When mz_flags == 0, the block is a plain MicroZAP. When MZAP_FLAG_TINY (bit 0) is set, the TinyZAP layout applies. Each chunk slot is a tzap_ent_phys_t:

[0 .. stride-1]       value blob  (mz_value_ints × uint64_t)
[stride .. stride+3]  cd          (uint32_t)
[stride+4 .. chunk-1] name        (NUL-terminated string)

Supported chunk sizes and resulting geometry (examples only).

Supported chunk sizes and resulting geometry (examples only).
name_len = chunk - stride - 4  (stride = mz_value_ints * 8)

chunk | stride | name_len | integers | use-case
------+--------+----------+----------+--------------------------------------
  64  |    8   |    52    |    1     | 1×uint64, name up to 51 chars
  64  |   16   |    44    |    2     | 2×uint64 (Lustre FID)
  64  |   24   |    36    |    3     | 3×uint64
  64  |   32   |    28    |    4     | 4×uint64
  64  |   56   |     4    |    7     | max stride for chunk=64
 128  |    8   |   116    |    1     | 1×uint64 + long name
 128  |   16   |   108    |    2     | 2×uint64 + long name
 128  |   48   |    76    |    6     | 6×uint64 (3×Lustre FID)
 128  |  120   |     4    |   15     | max stride for chunk=128
 256  |    8   |   244    |    1     | 1×uint64 + very long name
 256  |   16   |   236    |    2     | 2×uint64 + very long name
 256  |  128   |   124    |   16     | 16×uint64 (wide value, medium name)
 256  |  248   |     4    |   31     | max stride for chunk=256
 ...

Note: stride=8 with chunk=64 is skipped by tzap_try_promote() because it provides only 2 bytes more than MicroZAP. Chunk=128 is the minimum for stride=8. chunk=64 is only used when stride >= 16 (num_integers > 1).

Other details on ZAP upgrade conditions:

MicroZAP -> TinyZAP Conditions:
Promotion is attempted automatically on the first zap_add() when the entry fails the plain MicroZAP constraints.

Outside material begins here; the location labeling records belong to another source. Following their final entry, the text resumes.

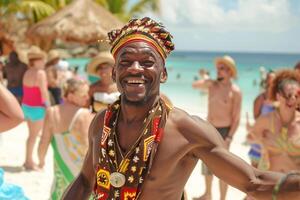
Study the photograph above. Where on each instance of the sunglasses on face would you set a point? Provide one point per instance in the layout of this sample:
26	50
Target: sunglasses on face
290	95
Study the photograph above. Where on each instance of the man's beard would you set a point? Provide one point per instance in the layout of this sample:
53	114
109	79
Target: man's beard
220	79
141	102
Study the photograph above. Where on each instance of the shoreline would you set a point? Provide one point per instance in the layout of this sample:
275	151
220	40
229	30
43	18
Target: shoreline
37	184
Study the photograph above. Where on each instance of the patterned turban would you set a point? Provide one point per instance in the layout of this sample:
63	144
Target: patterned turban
146	30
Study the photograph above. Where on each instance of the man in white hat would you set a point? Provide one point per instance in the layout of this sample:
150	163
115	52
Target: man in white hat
224	107
104	91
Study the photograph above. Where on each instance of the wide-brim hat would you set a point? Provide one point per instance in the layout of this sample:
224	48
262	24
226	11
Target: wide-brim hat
229	62
53	54
102	57
35	52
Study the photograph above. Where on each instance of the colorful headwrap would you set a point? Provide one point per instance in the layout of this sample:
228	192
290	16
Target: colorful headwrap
146	30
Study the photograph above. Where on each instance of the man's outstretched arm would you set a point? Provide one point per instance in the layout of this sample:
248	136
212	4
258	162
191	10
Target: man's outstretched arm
232	169
81	188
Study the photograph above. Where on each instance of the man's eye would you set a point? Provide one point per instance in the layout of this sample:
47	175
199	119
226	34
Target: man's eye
124	62
147	63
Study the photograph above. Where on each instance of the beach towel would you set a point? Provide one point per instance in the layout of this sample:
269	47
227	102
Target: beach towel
10	191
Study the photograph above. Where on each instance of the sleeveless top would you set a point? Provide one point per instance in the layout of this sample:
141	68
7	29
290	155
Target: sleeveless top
32	96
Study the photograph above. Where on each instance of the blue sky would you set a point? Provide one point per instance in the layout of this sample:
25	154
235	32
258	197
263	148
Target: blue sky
233	25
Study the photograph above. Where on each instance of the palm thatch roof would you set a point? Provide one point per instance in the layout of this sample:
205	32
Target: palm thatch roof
82	21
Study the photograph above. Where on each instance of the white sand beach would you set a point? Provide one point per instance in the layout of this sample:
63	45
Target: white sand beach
37	185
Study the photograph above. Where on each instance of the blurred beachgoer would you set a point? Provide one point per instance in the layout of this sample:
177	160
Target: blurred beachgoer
104	91
224	108
262	103
262	106
66	127
53	77
1	71
139	148
64	71
10	111
279	131
297	67
204	74
14	71
35	100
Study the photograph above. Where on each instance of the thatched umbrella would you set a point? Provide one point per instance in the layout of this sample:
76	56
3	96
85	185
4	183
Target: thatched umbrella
82	21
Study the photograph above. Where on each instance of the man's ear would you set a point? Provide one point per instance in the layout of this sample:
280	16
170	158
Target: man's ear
113	74
164	75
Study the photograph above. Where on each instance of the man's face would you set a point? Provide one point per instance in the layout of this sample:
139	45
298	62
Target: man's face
138	72
223	72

All of the following must hold:

integer_size == 8 (only uint64_t values supported)
stride = num_integers × 8 >= 8
At least one chunk size (64/128/256) can accommodate: stride + 4 + TZAP_MIN_NAME_LEN <= chunk && strlen(key) < TZAP_NAME_LEN(chunk, stride)
The pool featurecom.hpe:tinyzapis enabled

The stride is stamped once on the first qualifying add and cannot change. The smallest fitting chunk is selected automatically.
For stride=8, promotion is also allowed on a populated MicroZAP: existing entries are re-encoded in-place via tzap_reencode_micro_to_tiny(), which re-packs the fixed 64-byte MicroZAP slots into the wider TinyZAP chunk format using a buffer.

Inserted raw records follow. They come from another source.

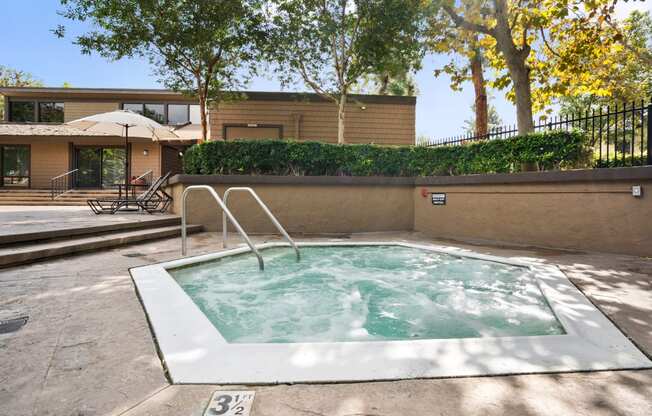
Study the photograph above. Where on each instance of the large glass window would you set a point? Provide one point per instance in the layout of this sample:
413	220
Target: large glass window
50	112
14	165
22	111
177	114
173	114
136	108
195	117
155	111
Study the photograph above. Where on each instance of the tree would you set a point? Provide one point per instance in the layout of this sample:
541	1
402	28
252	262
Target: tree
331	44
516	32
10	77
387	83
202	48
492	122
610	66
444	38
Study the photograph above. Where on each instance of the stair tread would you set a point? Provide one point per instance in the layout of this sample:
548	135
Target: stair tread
77	231
85	241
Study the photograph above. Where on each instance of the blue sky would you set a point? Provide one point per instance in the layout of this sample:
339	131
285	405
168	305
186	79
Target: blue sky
29	45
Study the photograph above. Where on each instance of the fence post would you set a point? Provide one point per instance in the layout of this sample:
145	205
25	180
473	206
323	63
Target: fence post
649	134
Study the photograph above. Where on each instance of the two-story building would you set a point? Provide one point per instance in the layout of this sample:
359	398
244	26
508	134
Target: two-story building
36	145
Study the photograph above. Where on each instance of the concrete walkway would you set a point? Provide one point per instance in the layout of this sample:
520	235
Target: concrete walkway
87	349
31	219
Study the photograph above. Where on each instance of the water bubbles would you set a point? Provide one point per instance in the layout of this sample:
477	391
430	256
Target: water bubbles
366	293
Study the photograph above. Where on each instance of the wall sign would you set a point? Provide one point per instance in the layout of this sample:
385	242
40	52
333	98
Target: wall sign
230	403
438	199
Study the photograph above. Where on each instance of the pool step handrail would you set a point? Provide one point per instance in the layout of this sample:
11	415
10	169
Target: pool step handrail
279	227
225	213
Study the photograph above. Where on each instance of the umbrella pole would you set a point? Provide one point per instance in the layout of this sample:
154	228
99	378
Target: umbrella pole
126	159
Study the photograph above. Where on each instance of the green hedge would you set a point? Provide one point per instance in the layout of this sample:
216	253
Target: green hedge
548	150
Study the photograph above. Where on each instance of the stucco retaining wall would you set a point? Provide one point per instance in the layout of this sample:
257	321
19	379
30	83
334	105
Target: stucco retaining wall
303	204
591	210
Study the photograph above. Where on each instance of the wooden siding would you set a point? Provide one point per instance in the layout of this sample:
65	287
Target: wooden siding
48	158
141	163
390	124
73	110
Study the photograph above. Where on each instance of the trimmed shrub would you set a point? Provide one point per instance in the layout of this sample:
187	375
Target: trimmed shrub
546	150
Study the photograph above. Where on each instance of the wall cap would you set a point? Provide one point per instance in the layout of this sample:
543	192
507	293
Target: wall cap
585	175
291	180
580	175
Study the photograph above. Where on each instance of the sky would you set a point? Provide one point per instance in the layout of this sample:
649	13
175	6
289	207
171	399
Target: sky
27	43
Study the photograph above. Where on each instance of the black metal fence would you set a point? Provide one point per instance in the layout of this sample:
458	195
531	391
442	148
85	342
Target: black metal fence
620	135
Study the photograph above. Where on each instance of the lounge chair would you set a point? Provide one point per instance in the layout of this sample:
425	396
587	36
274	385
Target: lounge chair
154	199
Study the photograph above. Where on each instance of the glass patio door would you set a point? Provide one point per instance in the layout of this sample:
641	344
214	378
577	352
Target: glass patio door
14	166
113	166
99	167
88	161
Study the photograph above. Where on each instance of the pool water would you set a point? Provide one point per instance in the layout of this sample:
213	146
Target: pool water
365	293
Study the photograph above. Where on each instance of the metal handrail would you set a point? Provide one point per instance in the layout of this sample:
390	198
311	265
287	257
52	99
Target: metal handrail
279	227
149	173
225	211
59	185
64	174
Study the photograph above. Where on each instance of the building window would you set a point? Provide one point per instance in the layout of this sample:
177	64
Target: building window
177	114
172	114
195	117
156	112
136	108
14	165
22	111
50	112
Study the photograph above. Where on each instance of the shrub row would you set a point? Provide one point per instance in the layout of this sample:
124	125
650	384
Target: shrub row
547	150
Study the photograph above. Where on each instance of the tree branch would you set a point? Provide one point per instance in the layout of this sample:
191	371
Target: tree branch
465	24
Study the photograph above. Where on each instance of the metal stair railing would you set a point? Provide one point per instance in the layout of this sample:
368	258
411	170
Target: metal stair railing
279	227
225	211
146	177
63	183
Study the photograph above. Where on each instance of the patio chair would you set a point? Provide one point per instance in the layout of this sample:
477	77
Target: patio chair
154	199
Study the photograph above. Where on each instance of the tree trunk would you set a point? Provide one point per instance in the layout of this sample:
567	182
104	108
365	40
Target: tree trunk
481	106
340	119
204	122
521	77
519	72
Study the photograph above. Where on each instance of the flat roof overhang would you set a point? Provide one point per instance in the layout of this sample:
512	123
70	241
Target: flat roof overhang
129	94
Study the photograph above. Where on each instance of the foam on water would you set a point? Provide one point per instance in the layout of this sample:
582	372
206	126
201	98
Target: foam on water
365	293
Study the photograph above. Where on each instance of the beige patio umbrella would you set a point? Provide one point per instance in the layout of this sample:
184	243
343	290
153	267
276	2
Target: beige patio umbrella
124	123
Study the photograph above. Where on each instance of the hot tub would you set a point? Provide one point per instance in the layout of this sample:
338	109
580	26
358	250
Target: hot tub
371	311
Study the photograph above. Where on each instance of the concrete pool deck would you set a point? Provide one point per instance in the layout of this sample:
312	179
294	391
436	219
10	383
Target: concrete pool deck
87	348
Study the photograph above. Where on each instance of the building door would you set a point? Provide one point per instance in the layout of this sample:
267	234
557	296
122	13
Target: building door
14	166
99	167
88	162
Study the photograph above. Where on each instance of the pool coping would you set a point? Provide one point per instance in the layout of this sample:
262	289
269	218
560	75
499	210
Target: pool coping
194	352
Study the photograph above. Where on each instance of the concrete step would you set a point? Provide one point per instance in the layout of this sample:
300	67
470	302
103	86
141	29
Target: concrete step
43	203
44	197
140	222
48	198
28	253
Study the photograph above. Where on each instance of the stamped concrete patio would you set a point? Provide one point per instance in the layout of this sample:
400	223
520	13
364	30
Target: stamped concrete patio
87	348
38	219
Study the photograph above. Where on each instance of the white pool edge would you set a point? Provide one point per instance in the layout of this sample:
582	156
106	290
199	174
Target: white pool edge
194	352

TinyZAP Chunk Upgrade (in-place, stays TinyZAP)
When a new key is too long for TZAP_NAME_LEN(chunk, stride) but fits a larger chunk size, tzap_try_chunk_upgrade() re-packs all entries into the new chunk size without upgrading to FatZAP. The chunk can grow from 64->128 or 128->256. The block is grown if needed (up to zap_micro_max_size).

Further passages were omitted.